Biden and his team also need to complete the Saudi-Israeli normalization deal. The Saudis won’t do it unless and until the war ends, which should help motivate Netanyahu to claim success and conclude the conflict.
Donald Trump would certainly like to finalize such a deal should he return to the White House, but a fundamental Saudi condition for normalization with Israel is a defense treaty with the US. Biden can muster the two-thirds majority necessary in the Senate to adopt a treaty, because the Republicans will support it and Biden will get whatever Democratic votes he needs, especially as this would be his last act. But given Democrats’ views of Trump, and of the Saudis, they are unlikely to give Trump the votes he would need. (In the best case, Trump would need at least 15 Democratic senators to support such a treaty, which is unlikely to happen).
Saudi-Israeli normalization would have a transformative effect in the region in no small part because it requires what US Secretary of State Antony Blinken calls a “credible pathway to a Palestinian state” that is time-bound and condition-based. The latter means that Palestinians will have to demonstrate that a Palestinian state will not be failed state, a threat to either Israel or Jordan, or an Islamist partner to rejectionists in the region.
In the current setting, with Israel having weakened the threats against it, a breakthrough with the Saudis would allow Netanyahu to show how – notwithstanding the calamity of October 7, 2023 – he transformed the region, Israeli security, and Israel’s prospects for the future.

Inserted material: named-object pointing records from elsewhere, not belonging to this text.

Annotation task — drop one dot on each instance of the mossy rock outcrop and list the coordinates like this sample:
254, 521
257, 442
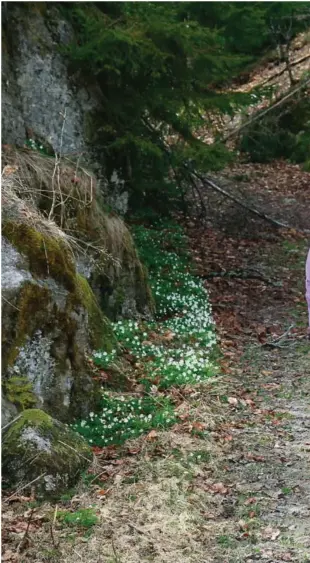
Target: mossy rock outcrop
106, 256
51, 319
40, 450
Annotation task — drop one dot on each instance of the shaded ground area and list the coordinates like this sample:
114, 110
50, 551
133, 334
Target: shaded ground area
230, 482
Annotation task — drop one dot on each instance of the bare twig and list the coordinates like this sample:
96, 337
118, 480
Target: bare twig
52, 528
117, 557
25, 536
24, 487
10, 423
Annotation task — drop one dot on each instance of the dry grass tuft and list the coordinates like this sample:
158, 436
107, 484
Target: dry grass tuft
64, 195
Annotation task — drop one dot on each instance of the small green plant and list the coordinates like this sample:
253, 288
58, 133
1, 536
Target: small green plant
83, 518
225, 541
200, 456
20, 392
287, 491
36, 146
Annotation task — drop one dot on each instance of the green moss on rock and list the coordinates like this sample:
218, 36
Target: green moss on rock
36, 446
48, 256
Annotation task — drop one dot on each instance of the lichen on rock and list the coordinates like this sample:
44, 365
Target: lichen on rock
38, 447
50, 317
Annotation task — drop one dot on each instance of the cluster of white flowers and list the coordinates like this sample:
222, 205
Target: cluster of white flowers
123, 417
185, 356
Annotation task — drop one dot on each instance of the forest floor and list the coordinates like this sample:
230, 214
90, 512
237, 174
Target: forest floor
231, 481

And, given the high costs of the war, the prospect of much foreign investment in Israel and deals with the Gulf states will be vital.
Saudi Crown Prince Mohammed bin Salman, for his part, would gain a defense treaty with the US – which no other country in the region, including Israel, has – as well as a partnership with the US on nuclear energy, renewables, and artificial intelligence, in addition to a pathway for Palestinian statehood. And Biden could say he was able to end the war and produce a more hopeful future for the region.

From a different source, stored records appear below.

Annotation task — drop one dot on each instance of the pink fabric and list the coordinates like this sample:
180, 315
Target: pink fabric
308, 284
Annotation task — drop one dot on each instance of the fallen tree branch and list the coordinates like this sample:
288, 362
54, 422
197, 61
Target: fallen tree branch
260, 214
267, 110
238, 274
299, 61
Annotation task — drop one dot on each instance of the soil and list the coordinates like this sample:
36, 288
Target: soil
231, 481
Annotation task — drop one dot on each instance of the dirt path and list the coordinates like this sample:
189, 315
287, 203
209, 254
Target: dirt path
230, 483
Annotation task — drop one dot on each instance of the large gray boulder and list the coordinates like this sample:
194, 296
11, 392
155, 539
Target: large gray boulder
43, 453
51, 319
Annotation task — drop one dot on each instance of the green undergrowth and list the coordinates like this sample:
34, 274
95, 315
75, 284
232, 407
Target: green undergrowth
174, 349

None of this is a given. But the defeat of Hamas and Hezbollah – and the weakening of the Iranian axis – must be seen in strategic terms. Put simply, it creates an opening to transform not just Gaza and Lebanon, but much of the region.
The eighth paragraph has been corrected to “Moreover, Iran’s losses have probably also already triggered an internal debate about the high cost of supporting its proxies – an investment that now looks to have been largely lost. True, the Islamic Revolutionary Guard Corps holds the upper hand in these debates, but those questioning may have an effect over time.”
Dennis Ross, a fellow at The Washington Institute for Near East Policy, was director of policy planning in the US State Department under President George H.W. Bush, special Middle East coordinator under President Bill Clinton, and a special adviser for the Persian Gulf and Southwest Asia to former Secretary of State Hillary Clinton.